Configuration Guide

Overview

TAXIA provides flexible configuration options through environment variables, configuration files, or Python code.

Environment Variables

LLM Configuration

# Anthropic Claude (Recommended)
export ANTHROPIC_API_KEY="sk-ant-..."
export ANTHROPIC_MODEL="claude-3-5-sonnet-20241022"

# OpenAI GPT
export OPENAI_API_KEY="sk-..."
export OPENAI_MODEL="gpt-4-turbo-preview"

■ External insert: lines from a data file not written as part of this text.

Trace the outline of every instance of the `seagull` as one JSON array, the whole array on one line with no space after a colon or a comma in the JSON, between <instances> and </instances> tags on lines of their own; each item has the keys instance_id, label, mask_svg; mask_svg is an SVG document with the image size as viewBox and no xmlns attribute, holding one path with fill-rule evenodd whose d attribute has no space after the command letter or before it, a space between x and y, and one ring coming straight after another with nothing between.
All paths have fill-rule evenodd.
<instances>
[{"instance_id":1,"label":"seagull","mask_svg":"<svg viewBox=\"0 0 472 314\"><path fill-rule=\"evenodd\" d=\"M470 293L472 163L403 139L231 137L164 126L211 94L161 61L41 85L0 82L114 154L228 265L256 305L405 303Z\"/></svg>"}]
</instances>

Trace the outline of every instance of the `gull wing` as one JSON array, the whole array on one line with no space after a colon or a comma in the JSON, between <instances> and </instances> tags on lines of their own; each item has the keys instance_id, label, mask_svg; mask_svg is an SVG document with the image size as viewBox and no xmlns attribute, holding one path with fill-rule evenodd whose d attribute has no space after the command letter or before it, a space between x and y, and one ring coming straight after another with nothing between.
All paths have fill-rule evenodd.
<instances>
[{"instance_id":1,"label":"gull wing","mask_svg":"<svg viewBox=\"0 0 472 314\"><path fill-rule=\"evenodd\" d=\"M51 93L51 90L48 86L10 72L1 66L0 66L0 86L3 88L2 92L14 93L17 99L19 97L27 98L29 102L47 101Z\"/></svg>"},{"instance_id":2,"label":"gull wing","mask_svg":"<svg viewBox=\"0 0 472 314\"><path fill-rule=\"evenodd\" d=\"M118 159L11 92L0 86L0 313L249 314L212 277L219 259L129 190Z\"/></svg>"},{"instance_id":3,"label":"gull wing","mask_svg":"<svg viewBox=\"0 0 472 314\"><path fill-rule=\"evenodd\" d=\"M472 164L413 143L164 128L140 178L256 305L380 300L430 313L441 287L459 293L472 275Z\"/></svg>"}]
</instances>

Vector Search Configuration

# Qdrant settings
export QDRANT_HOST="localhost"
export QDRANT_PORT=6333
export QDRANT_COLLECTION="taxia_documents"

Graph-RAG Configuration

# Neo4j settings
export NEO4J_URI="bolt://localhost:7687"
export NEO4J_USER="neo4j"
export NEO4J_PASSWORD="your-password"

Python Configuration

Basic Configuration

from taxia import TaxiaEngine, TaxiaConfig

config = TaxiaConfig(
    llm_provider="anthropic",
    llm_model="claude-3-5-sonnet-20241022",
    qdrant_host="localhost",
    qdrant_port=6333,
    enable_graph_rag=True,
)

engine = TaxiaEngine(config=config)

Advanced Configuration

config = TaxiaConfig(
    # LLM settings
    llm_provider="anthropic",
    llm_model="claude-3-5-sonnet-20241022",
    llm_temperature=0.1,
    llm_max_tokens=4000,

    # Vector search
    qdrant_host="localhost",
    qdrant_port=6333,
    qdrant_collection="taxia_docs",
    top_k=5,

    # Graph-RAG
    enable_graph_rag=True,
    neo4j_uri="bolt://localhost:7687",
    neo4j_user="neo4j",
    neo4j_password="password",

    # Logging
    log_level="INFO",
    enable_audit_trail=True,
)

Configuration File

Create a taxia.yaml configuration file:

llm:
  provider: anthropic
  model: claude-3-5-sonnet-20241022
  temperature: 0.1
  max_tokens: 4000

vector_search:
  host: localhost
  port: 6333
  collection: taxia_documents
  top_k: 5

graph_rag:
  enabled: true
  uri: bolt://localhost:7687
  user: neo4j
  password: password

logging:
  level: INFO
  audit_trail: true

Load configuration:

from taxia import TaxiaEngine

engine = TaxiaEngine.from_config_file("taxia.yaml")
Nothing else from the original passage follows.